- Conference: California Collegiate Athletic Association
- Record: 6–4 (1–3 CCAA)
- Head coach: Phil Krueger (2nd season);
- Home stadium: Ratcliffe Stadium

= 1965 Fresno State Bulldogs football team =

American college football season

The 1965 Fresno State Bulldogs football team represented Fresno State College—now known as California State University, Fresno—as a member of the California Collegiate Athletic Association (CCAA) during the 1965 NCAA College Division football season.

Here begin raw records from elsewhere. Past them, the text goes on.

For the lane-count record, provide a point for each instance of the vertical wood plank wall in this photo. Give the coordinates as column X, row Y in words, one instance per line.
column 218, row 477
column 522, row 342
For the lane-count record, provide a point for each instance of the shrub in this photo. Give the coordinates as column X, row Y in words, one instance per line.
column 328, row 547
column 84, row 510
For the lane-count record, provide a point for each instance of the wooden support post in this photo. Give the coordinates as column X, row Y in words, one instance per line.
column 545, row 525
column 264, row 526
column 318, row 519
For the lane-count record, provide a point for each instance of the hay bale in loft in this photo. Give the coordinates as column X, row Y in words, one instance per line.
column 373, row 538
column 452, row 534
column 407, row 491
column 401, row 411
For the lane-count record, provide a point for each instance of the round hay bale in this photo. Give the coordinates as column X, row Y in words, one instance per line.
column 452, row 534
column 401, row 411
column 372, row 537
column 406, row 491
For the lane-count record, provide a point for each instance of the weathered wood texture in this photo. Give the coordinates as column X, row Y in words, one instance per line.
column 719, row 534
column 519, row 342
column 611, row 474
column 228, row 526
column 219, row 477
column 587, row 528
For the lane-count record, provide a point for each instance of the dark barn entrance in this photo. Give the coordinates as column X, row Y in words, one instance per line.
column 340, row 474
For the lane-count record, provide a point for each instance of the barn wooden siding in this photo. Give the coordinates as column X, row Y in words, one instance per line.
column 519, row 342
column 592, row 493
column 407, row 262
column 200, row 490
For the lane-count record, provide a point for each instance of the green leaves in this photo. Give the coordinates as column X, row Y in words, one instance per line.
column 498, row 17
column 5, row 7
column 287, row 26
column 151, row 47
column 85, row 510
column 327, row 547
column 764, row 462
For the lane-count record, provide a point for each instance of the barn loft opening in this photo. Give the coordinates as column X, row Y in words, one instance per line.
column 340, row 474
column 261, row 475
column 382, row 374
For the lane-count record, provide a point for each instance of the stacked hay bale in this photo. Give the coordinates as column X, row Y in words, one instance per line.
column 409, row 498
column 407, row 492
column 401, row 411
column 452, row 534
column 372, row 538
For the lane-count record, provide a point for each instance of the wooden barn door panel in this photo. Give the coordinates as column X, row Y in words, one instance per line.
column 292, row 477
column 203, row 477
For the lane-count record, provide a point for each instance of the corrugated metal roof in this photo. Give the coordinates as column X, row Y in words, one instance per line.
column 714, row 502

Led by Phil Krueger in his second and final season as head coach, Fresno State compiled an overall record of 6–4 with a mark of 1–3 in conference play, placing fourth in the CCAA. The Bulldogs played home games at Ratcliffe Stadium on the campus of Fresno City College in Fresno, California.

==Schedule==

| Date | Opponent | Rank | Site | Result | Attendance | Source |
| September 25 | at Colorado* |  | Folsom Field; Boulder, CO; | L 7–10 | 29,000 |  |
| October 2 | Washburn* |  | Ratcliffe Stadium; Fresno, CA; | W 54–0 | 9,388 |  |
| October 9 | Montana State* |  | Ratcliffe Stadium; Fresno, CA; | W 25–14 | 10,862–12,000 |  |
| October 16 | at Cal Poly |  | Mustang Stadium; San Luis Obispo, CA; | W 23–13 | 7,000 |  |
| October 23 | No. 4 Cal State Los Angeles | No. 8 | Ratcliffe Stadium; Fresno, CA; | L 12–32 | 13,455 |  |
| October 30 | San Diego State |  | Ratcliffe Stadium; Fresno, CA (rivalry); | L 7–26 | 9,009 |  |
| November 6 | at No. 6 Long Beach State |  | Veterans Memorial Stadium; Long Beach, CA; | L 12–14 | 9,100–9,120 |  |
| November 13 | at Pacific (CA)* |  | Pacific Memorial Stadium; Stockton, CA; | W 20–0 | 1,000–4,000 |  |
| November 20 | San Jose State* |  | Ratcliffe Stadium; Fresno, CA (rivalry); | W 24–18 | 8,500 |  |
| November 27 | at Hawaii* |  | Honolulu Stadium; Honolulu, HI (rivalry); | W 7–3 | 2,356 |  |
*Non-conference game; Rankings from AP Poll released prior to the game; Source: ;

==Team players in the NFL==
No Fresno State Bulldogs were selected in the 1966 NFL draft.